Metacompilers are a subset of a specialized class of compiler writing tools called compiler-compilers. The feature that sets a metacompiler apart from a standard compiler-compiler is that a metacompiler is written in its own language and translates itself.

Metacompilers are not only useful for generating parsers and code generators, they are also useful for generating a wide range of other software engineering and analysis tools.[1]

Besides being useful for parsing domain-specific languages, a metacompiler is itself a prime example of a domain-specific language, designed for the domain of compiler writing.

A metacompiler is defined by a set of grammar productions defining itself, written in its own specialized language. The metacompiler translates this grammar definition into the executable form of itself. Usually the grammar reduction rules are intermixed with semantic translation rules. Defining itself and translating itself this way constitutes the meta-step that sets a metacompiler apart from other compiler-compilers.

Since the metacompiler defines and translates itself, the question arises as to how it is initially created (a chicken and egg problem). This is solved in one of two ways: by cross-compiling or by bootstrapping. Cross-compiling involves translating the new metacompiler using some other compiler or metacompiler running on some other platform. This is similar to how you make more sourdough starter.

Bootstrapping, the other method, is an elegant (and usually mind-bending) process whereby the metacompiler is defined in progressively sophisticated stages and "bootstraps" itself. The first version of the metacompiler translation is executed by hand. That is, the programmer pretends to be the metacompiler, parsing its rules and generating the code just as the metacompiler would do if it existed, which it doesn't, at least not at that first stage. Once the initial metacompiler is up and running, in a simple embryonic form, the full-strength metacompiler is created by successively defining and translating more sophisticated versions of itself. That is, at each succeeding stage, version n of the metacompiler is used to generate its successor, version n+1.

A runtime module consisting of support functions required for the translation process usually rounds out the full metacompiler package.

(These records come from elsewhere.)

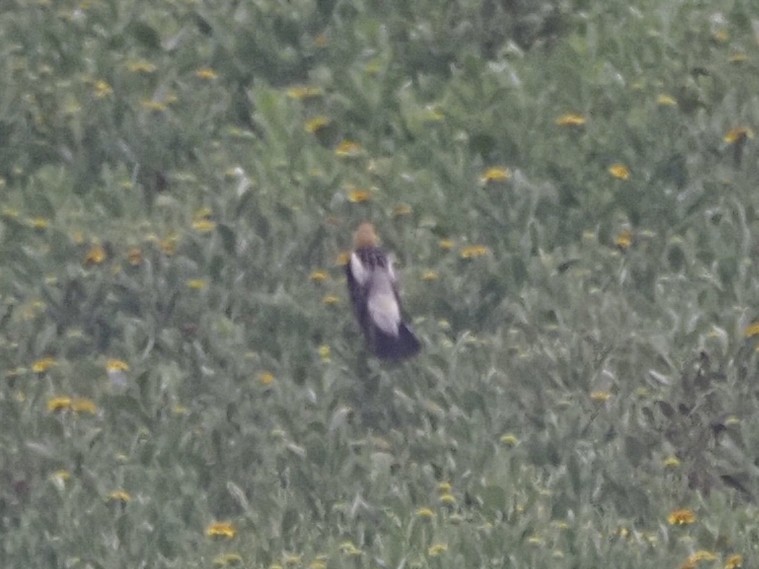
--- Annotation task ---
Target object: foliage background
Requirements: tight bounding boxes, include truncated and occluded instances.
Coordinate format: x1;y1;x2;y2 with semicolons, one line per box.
0;0;759;569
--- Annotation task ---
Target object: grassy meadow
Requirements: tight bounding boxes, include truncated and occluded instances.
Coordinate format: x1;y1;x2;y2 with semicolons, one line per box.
0;0;759;569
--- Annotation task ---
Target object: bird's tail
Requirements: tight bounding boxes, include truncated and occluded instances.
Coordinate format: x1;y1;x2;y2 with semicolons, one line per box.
372;322;422;360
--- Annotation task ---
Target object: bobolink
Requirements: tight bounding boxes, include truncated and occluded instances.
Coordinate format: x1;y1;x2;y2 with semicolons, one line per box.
345;223;421;360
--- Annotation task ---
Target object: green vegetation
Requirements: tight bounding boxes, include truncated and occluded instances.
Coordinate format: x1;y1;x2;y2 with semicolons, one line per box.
0;0;759;569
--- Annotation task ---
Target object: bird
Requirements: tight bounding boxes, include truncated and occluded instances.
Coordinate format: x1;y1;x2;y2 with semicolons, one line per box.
345;222;422;360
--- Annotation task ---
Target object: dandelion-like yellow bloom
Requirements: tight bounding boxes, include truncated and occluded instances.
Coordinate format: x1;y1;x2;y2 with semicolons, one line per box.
427;543;448;557
32;356;58;373
609;164;630;180
322;294;340;306
258;371;274;385
84;245;108;266
213;553;242;567
500;433;519;447
656;93;677;107
206;522;237;539
667;508;696;526
459;245;490;259
723;126;754;144
556;113;587;126
338;541;361;557
287;85;322;101
393;203;412;217
416;508;435;520
105;358;129;372
127;247;142;267
304;115;332;134
71;397;97;415
308;269;329;283
590;390;611;403
614;229;633;251
480;166;511;184
195;67;219;81
347;188;372;203
108;490;132;504
47;396;71;413
93;79;113;99
440;493;456;506
335;140;362;158
50;468;71;482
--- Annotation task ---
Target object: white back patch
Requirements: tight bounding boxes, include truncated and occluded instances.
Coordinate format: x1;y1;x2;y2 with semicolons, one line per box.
368;292;401;336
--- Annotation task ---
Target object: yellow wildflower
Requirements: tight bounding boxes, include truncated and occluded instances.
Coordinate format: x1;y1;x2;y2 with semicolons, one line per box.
308;269;329;283
338;541;361;557
195;67;219;81
614;229;633;251
662;455;680;468
722;126;754;144
440;493;456;506
667;508;696;526
258;371;274;385
335;140;362;158
47;396;71;413
609;163;630;180
127;247;142;267
459;245;490;259
287;85;322;101
427;543;448;557
105;358;129;372
93;79;113;99
84;245;108;266
347;187;372;203
590;390;611;403
108;490;132;504
500;433;519;447
71;397;97;415
416;508;435;520
656;93;677;107
305;115;332;134
555;113;587;126
206;522;237;539
480;166;511;184
32;356;58;373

This would include input/output, symbol table, and string processing functions.

Historical[edit]

Metacompilers have played a significant role in both computer science and the build-up of the computer industry. Initial metacompilers included Meta-II[2] and its descendant TreeMeta.[3]

A MetaII Tutorial provides an online way to learn about MetaII.

Information about later descendants of these metacompilers is not generally available. With the resurgence of domain-specific languages and the need for parser generators which are easy to use, easy to understand, and easy to maintain, metacompilers are becoming a valuable tool for advanced software engineering projects.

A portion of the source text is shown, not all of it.